Universal Studios

Hollywood, today, is vastly different from the Hollywood film industry that encouraged women to participate in all facets o
f film . Before WW1, women migrated to work in the Los Angeles film industry and made a significant contribution to the establishment of early Hollywood in many ways.
Universal Studios moved to the West Coast in 1912. It had an inclusive and profitable system, employing thirty female directors and forty-five female screenwriters on a full-time basis.
Business was booming for founder, Carl Laemmle, who didn’t have enough directors under contract to make the number of films he needed – looked around the lot – and gave women the chance to design, write, direct, produce, to participate. It was a savvy move that paid off; he only paid them half of what he paid the men.
‘One may not name a single vocation in either the artistic or business side of its progress in which women are not conspicuously engaged’, wrote Robert Grau in 1915 for Motion Picture Supplement.
Women wrote photoplays, directed, designed wardrobes and sets, edited, and produced films. Notable women include Lois Weber, who produced and directed 100 films and Frances Marion, who wrote over 130 scripts for Universal.
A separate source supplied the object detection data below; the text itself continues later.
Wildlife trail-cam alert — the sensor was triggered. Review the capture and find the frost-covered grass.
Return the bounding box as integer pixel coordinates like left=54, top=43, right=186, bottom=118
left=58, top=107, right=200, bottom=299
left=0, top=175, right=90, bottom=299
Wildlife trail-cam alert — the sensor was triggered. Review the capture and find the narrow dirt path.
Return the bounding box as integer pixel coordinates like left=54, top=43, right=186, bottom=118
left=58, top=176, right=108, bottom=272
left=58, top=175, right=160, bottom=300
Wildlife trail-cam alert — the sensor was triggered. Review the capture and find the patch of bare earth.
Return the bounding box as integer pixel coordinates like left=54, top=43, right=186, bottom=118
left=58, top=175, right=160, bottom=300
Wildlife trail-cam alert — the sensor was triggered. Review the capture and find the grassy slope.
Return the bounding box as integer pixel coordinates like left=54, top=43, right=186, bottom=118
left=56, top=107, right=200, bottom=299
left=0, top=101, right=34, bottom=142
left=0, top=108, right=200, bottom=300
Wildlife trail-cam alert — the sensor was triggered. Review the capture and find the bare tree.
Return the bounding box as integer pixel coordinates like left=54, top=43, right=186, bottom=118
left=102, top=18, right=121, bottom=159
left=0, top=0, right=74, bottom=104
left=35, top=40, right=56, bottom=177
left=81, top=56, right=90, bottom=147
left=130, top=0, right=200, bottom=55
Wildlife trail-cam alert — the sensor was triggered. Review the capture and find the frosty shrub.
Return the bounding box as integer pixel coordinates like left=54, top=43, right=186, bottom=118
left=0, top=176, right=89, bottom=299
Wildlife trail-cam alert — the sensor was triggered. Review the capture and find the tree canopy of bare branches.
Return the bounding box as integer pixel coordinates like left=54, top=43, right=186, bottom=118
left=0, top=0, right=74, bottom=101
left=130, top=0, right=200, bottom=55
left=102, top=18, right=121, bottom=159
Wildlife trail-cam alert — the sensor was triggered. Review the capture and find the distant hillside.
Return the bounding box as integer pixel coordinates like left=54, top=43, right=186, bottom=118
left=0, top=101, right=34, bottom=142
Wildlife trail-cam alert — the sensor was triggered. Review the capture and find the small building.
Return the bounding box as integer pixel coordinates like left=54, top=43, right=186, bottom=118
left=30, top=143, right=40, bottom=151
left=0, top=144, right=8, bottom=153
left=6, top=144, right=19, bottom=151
Elena Nicolauo refers to a career guide for women that was published in 1920, and edited by activist, Catherine Filene. Careers for Women was divided by chapters into occupations deemed suitable. Of the film industry, director and writer, Ida May Park, declared that women were naturally predisposed due to their advanced emotional and imaginative faculties. Park was actually one of 11 female directors at Universal Studios between 1912 and 1919 who, altogether, made an astonishing 170 films.
It was said that if you were female, Universal was Shangri-La.
As cinema became a more lucrative entity, and the independent studios were swallowed up by the big 5, women lost their positions of power. All that was left for women was the rarest role of all – star. It was the power to sell a movie. Recognising this power as a potential threat, producers and directors invented the studio system, with its exploitative and discriminatory clauses, to keep women where they wanted them, in front of the camera, and firmly in submission.